Stretch goals (do if time allows):
- Compare Coca-Cola's Atlanta-civic-philanthropy story (Robert Woodruff Foundation, Emory's endowment) to the broader "Coke as Atlanta civic identity" argument.
- Cross to Centennial Olympic Park for the Fountain of Rings.
Research angles for Maxine
The research is hers — list questions to investigate and sources to start from, not answers. Pitch above grade level.
Hook into Maxine's current interests: (ask before finalizing — what is she into right now? bend the questions to that.)
Questions worth chasing:
- Science / food chemistry: Phosphoric acid (pH ~2.5), caramel coloring, caffeine, "natural flavors," 39 g sugar per 12 oz. What does each ingredient do — taste, mouthfeel, preservation, brand chemistry? What happens to teeth and bones with daily exposure to that pH (read the published dental research)?
- History: John Pemberton was a wounded Confederate veteran with a morphine addiction; his original "French Wine Coca" was a coca-leaf-and-cocaine tonic marketed as a morphine substitute. The product's history is much darker and more drug-adjacent than the modern brand admits. Trace the pre-1903 cocaine years.
- History (corporate): The 1985 "New Coke" launch is a textbook business-school case study in market research failure. Read the Harvard Business Review writeups. What did Coke get wrong, and what did they get right (the rapid rollback)?
- Writing: Watch five different decades of Coke TV ads back-to-back at the Loft exhibit. Write a 600-word essay on how a single brand has reframed itself across 100 years.
- Math / cognitive science: Score each of ~10 international Cokes she tries on three axes (sweet, sour, bitter). Plot the matrix. Which beverages cluster?
Starting sources (not exhaustive — she'll find more):
- Pendergrast, For God, Country and Coca-Cola (2013).
- Bartow Elmore, Citizen Coke: The Making of Coca-Cola Capitalism (2014).
- HBR on the New Coke debacle.
- WHO sugar consumption guidelines.
Observable field goals
- Score 8–10 international Cokes from Taste It! on sweet/sour/bitter; build a matrix.
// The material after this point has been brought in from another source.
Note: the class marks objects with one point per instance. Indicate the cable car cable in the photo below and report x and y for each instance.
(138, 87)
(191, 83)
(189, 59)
- Watch and document at least 3 ads from 3 different decades; identify what's different in framing.
- Photograph one piece of pre-1910 advertising; note any wording or imagery that would be unacceptable today.
- Watch the bottling line; count bottles per minute; estimate daily throughput at this scale.
- Note whether the museum acknowledges the cocaine years and the New Coke fiasco. How is each framed?
Suggested itinerary
- 10:00 a.m. Arrive at open; orientation film.
- 10:30 a.m. Pemberton lab replica + history galleries.
- 11:30 a.m. Vault + Bottle Works.
- 12:30 p.m. Pop Culture / Advertising loft.
- 1:30 p.m. Taste It! (final stop — save it).
- 2:30 p.m. Out; eat actual food at Pemberton Place plaza.
- 3:00 p.m. Centennial Olympic Park Fountain of Rings.
Family roles:
- Chris leads: the cocaine-era history; the New Coke business-school case.
- Heather leads: the Taste It! supervision (a 12-year-old will want all 100; help her be strategic).
- Maxine drives: the advertising essay; the international-Coke matrix.
- Solo vs. both parents: fine with one.
Connections
Combines well with:
- Centennial Olympic Park, Georgia Aquarium, National Center for Civil and Human Rights, College Football Hall of Fame, Imagine It Children's Museum — downtown cluster.
- Dr Pepper Museum — the obvious comparison; same-genre brand museum, different brand. Pair these two for a "American soft-drink branding" essay.
Feeds into home projects / future adventures:
- A Coke-vs-Pepsi-vs-Dr Pepper brand archaeology project.
- A 20th-century advertising history essay grounded in the Loft archive.
Open questions / still to research (Chris's side)
- Current Taste It! lineup — they rotate beverages occasionally.
- Whether any of the special events (After Hours, etc.) are running.
- Best combo-ticket pricing with the aquarium.